I lost myself

Jadi, akhir-akhir ini entah mengapa rasanya aku kehilangan diriku sendiri. Aku jadi sulit mempercayai diriku sendiri, hingga rasanya sesak. Bahkan, aku pun merasa...apa yang kulakukan bukan seperti apa yang ingin kulakukan. Rasanya entah mengapa seperti itu.

Lalu, aku juga ingin berhenti. Aku ingin berhenti mengurusi orang lain, entah itu temanku atau keluargaku. Rasanya, sangat-sangat lelah. Aku tidak mau terjebak dalam lingkaran perasaan. Perasaan marah, jengkel, atau apapun itu, aku tak ingin merasakannya. Aku kehilangan diriku yang dulu. Kini ruang perasaanku terisi oleh hal-hal tidak penting yang tidak ingin kurasakan. Aku ingin teriak.

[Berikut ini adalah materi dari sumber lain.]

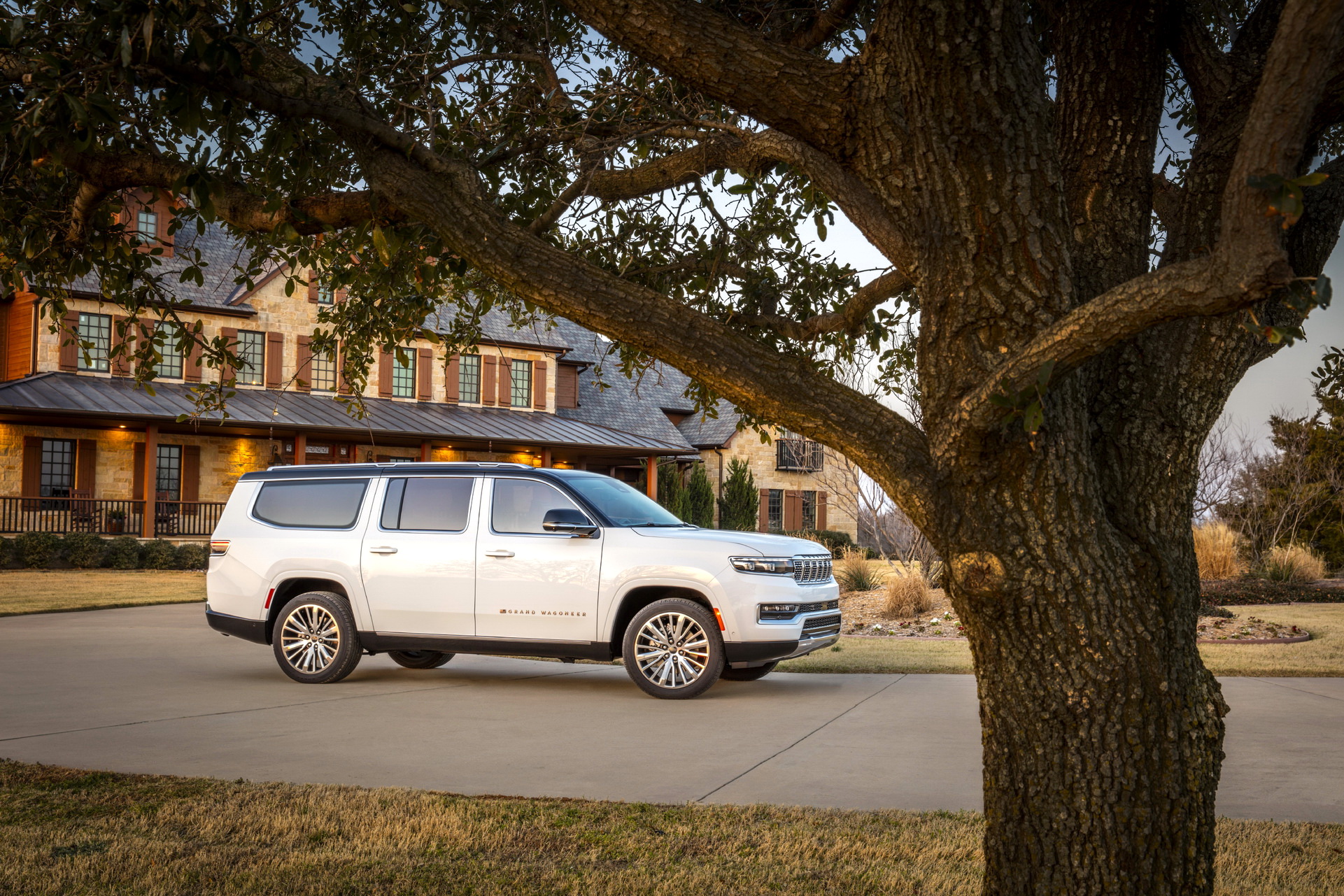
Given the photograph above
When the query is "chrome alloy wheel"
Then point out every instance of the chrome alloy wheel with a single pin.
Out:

Entah sekarang siapa yang bisa kupercaya. Terlalu banyak sandiwara, atau bahkan justru aku sendiri yang terjebak dalam sandiwara ini? Aku nggak tahu siapa yang bisa kupercaya. Di mana diriku yang dulu? Entahlah. Rasanya kepalaku ingin meledak.

Kenapa manusia begini, kenapa manusia begitu? Aku terus bertanya-tanya. Semakin aku mengetahui lebih jauh, aku semakin kecewa. Seharusnya dari awal aku sudah tahu, apa sih yang bisa diharapkan dari manusia? Nggak ada. Aku tahu ini, aku tahu itu. Aku sendiri tidak ingin berputar-putar dalam pemikiranku sendiri, tapi rasanya--ugh, aku bahkan nggak tahu kapan aku bisa mengakhirinya.

Apa aku tutup saja semua media sosialku? Memulai hidup baru sebagai anak seni dan tidak peduli dengan lingkungan sekitar. Apa begitu? Bagaimana aku harus bersikap? Mengapa aku nggak bisa mengabaikan perasaan yang menghimpit dada ini?

Rasanya kesal, sungguh. Aku yang kehilangan diriku, menyisakan mangkuk kosong besar di hati--yang kini perlahan disusupi oleh perasaan-perasaan jahat ini. Aku ingin menumpahkannya, mengosongkannya, mengisinya lagi dengan perasaan-perasaan baik. Kurasa aku sudah terlalu jahat. Mungkin sejahat-jahatnya sesuatu adalah pikiran manusia--karena di sana ia bisa bebas membunuh bahkan menguliti orang lain.